No. Commands are programs, but so are hook functions, which need not
be commands.
ms> Currently, there *is* synchronicity in places where the user
ms> is not typing, namely in selected windows of non-selected
ms> frames.
I have no idea what that means in terms of the XEmacs I have in front
of me. If I type into a window on a buffer, then the buffer point is
synched to that window, and is not the same as the window point in a
selected window on that buffer in a non-selected frame (except by
accident, and if I move in the selected frame, it won't be any more).
At least, not in any XEmacs build I have immediately available to me.
Are you telling me that in your XEmacs if you start xemacs -vanilla,
and you do
C-x b *tmp* RET
"This is a buffer, and point is at the end of line 1 in frame 1"
C-x 5 b *tmp* RET
C-b
you see the cursor move left in both frames? It does _not_ do that
for me. Nor does the cursor move in both frames as I type text if I
start xemacs -vanilla and do
C-x b *tmp* RET
C-x 5 b *tmp* RET
"This is a buffer, and point is at the end of line 1 in frame 1"

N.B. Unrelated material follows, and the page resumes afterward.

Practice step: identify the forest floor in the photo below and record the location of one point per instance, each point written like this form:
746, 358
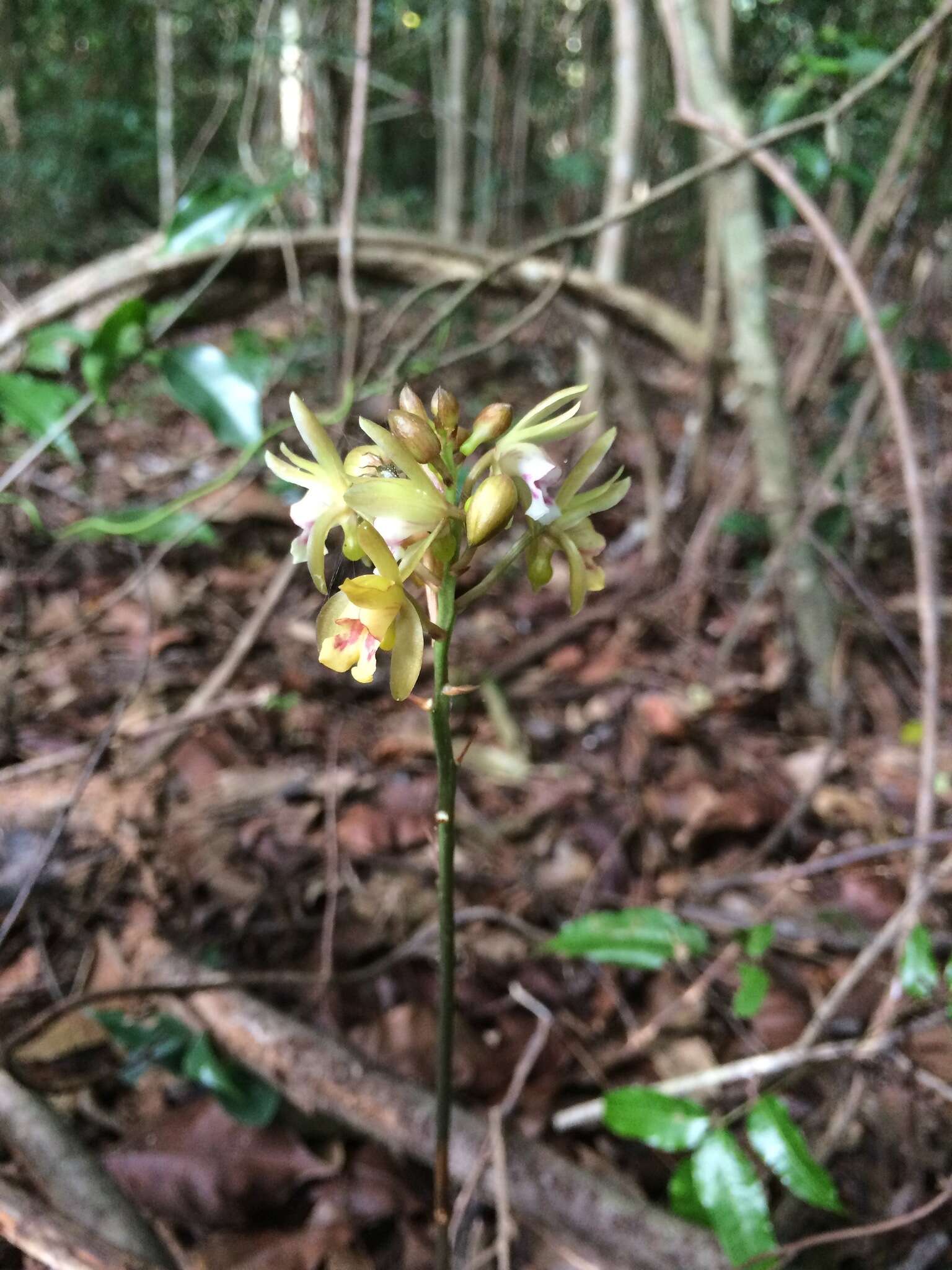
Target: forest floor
611, 761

although the text appears simultaneously in both buffers. (Lack of
cursor motion is a little disconcerting here.) Now, if I start xemacs
-vanilla and do
C-x b *tmp* RET
"This is a buffer, and point is at the end of line 1 in frame 1"
C-x 5 b *tmp* RET
C-a
C-x 5 o
C-x b *scratch* RET
C-x 5 o
C-x b *scratch* RET
C-x 5 o
C-x 5 b *tmp* RET
I am now looking at a lie (point is at the beginning of that line).
This is moderately disconcerting in this context, but fixing that would
be not be trivial, I think (you'd have to keep a viewed-buffer history
for each window). Nor is it obvious that that would produce sane
results as often as the current heuristic (on switch-to-buffer, last
selected-window-on-selected-frame wins) does.